La differenza con altri tipi di cammini è notevole. Penso alle centinaia di migliaia di migranti costretti a fuggire dal proprio paese e sottoposti a ogni tipo di violenza e soprusi pur di arrivare in Europa come fosse la terra promessa. E qui trovano invece politicanti che non sanno fare altro che dire dei no e additarli come il problema più grande per le nostre comunità. Di fronte alla paura rischiamo tutti di diventare più poveri. Tutti più cinici ed egoisti. Chi agita l’immagine delle ruspe se la prende addirittura con Papa Francesco perché troppo duro nella sua posizione con i poveri. Questo Pontefice ha ben chiaro cosa significhino le disuguaglianze e non starà zitto di fronte alla disumanità dirompente che rischia di inaridirci tutti.

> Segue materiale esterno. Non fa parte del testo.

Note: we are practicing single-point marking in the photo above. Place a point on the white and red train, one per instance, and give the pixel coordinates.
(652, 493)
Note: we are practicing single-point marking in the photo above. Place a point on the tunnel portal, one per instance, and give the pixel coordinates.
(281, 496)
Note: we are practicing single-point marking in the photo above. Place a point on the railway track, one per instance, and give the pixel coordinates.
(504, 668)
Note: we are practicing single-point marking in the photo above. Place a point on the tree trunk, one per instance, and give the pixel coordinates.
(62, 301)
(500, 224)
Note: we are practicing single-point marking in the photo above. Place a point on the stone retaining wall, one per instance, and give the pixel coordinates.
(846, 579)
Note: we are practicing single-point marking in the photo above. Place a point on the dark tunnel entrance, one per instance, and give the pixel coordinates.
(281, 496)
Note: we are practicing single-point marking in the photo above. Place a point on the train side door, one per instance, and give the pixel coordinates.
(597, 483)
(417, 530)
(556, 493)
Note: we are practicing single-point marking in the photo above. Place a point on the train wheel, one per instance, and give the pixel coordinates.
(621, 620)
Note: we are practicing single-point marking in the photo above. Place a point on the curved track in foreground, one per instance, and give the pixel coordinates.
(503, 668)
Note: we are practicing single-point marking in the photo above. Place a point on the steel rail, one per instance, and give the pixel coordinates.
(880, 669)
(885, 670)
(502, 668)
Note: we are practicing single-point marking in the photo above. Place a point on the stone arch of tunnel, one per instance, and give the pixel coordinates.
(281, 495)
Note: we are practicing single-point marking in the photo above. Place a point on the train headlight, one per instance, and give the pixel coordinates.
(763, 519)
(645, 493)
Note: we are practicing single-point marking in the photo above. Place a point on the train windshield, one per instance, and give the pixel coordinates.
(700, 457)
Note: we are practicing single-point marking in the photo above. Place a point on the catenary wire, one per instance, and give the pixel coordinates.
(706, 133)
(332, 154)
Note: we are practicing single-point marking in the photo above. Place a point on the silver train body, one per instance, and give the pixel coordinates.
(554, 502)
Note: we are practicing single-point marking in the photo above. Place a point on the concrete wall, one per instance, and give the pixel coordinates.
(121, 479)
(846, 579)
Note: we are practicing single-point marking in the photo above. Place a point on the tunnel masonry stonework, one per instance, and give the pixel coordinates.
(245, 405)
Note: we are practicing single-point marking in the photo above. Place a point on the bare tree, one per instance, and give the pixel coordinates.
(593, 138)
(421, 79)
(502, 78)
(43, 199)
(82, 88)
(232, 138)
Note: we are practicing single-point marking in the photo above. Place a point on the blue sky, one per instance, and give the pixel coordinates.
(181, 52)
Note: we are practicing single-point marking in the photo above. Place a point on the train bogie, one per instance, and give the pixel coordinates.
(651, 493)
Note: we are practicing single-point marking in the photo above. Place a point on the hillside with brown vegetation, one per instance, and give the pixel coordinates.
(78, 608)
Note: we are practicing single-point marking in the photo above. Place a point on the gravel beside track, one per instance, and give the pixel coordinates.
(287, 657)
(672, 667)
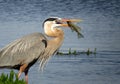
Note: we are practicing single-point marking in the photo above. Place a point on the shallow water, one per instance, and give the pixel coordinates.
(100, 27)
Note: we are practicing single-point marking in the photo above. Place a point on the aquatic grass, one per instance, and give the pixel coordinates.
(12, 78)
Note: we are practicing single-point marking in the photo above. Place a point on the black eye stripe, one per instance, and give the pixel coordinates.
(58, 22)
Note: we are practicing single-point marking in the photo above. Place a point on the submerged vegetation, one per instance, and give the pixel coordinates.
(12, 78)
(75, 52)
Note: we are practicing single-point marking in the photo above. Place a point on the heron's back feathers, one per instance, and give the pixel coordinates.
(23, 50)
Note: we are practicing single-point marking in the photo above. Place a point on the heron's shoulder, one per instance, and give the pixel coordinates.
(34, 35)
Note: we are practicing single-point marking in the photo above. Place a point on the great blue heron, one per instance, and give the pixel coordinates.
(22, 53)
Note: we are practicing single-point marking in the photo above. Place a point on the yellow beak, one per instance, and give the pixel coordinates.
(71, 20)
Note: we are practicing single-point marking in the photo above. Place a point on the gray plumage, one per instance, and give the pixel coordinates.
(23, 51)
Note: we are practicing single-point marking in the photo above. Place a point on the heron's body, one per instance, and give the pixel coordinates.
(22, 53)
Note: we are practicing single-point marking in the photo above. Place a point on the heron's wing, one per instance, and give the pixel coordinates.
(23, 50)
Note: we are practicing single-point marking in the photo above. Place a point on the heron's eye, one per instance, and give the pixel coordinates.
(58, 22)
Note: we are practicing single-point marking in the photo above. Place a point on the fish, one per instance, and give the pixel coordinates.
(75, 28)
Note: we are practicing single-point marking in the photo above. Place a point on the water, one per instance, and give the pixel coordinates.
(100, 27)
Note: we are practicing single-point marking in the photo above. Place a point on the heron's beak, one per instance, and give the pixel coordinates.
(67, 20)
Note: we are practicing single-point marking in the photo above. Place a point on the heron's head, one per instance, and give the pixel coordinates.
(52, 24)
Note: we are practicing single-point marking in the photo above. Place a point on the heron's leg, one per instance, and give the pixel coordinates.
(26, 76)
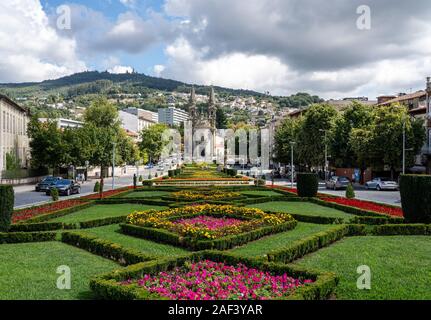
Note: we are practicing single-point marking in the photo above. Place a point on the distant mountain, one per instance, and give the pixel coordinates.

Quanta distanza rispetto alle relazioni che si vivono sul cammino.

È certo che sono attimi e che forse nella quotidianità alcuni aspetti delle relazioni sarebbero diversi, ma resta singolare come questa esperienza apra all’ascolto e all’accettazione dell’altro per quello che è. In una mia pausa ho letto un post di Daria Bignardi che rimandava al suo articolo su Vanity Fair. Racconta delle lacrime di Chiara, una giovane lesbica che dopo il Family day è ancora più discriminata. È inconcepibile e fuori dalla storia veder tanta ostilità verso chi viene considerato diverso in base alle scelte sessuali. Tanto è, ma fa bene la Bignardi a raccontare e a chiedere conto al Governo su quale sia la sua posizione in materia di diritti civili. La tappa di oggi ha scatenato una marea di riflessioni che mi accompagneranno per lungo tempo.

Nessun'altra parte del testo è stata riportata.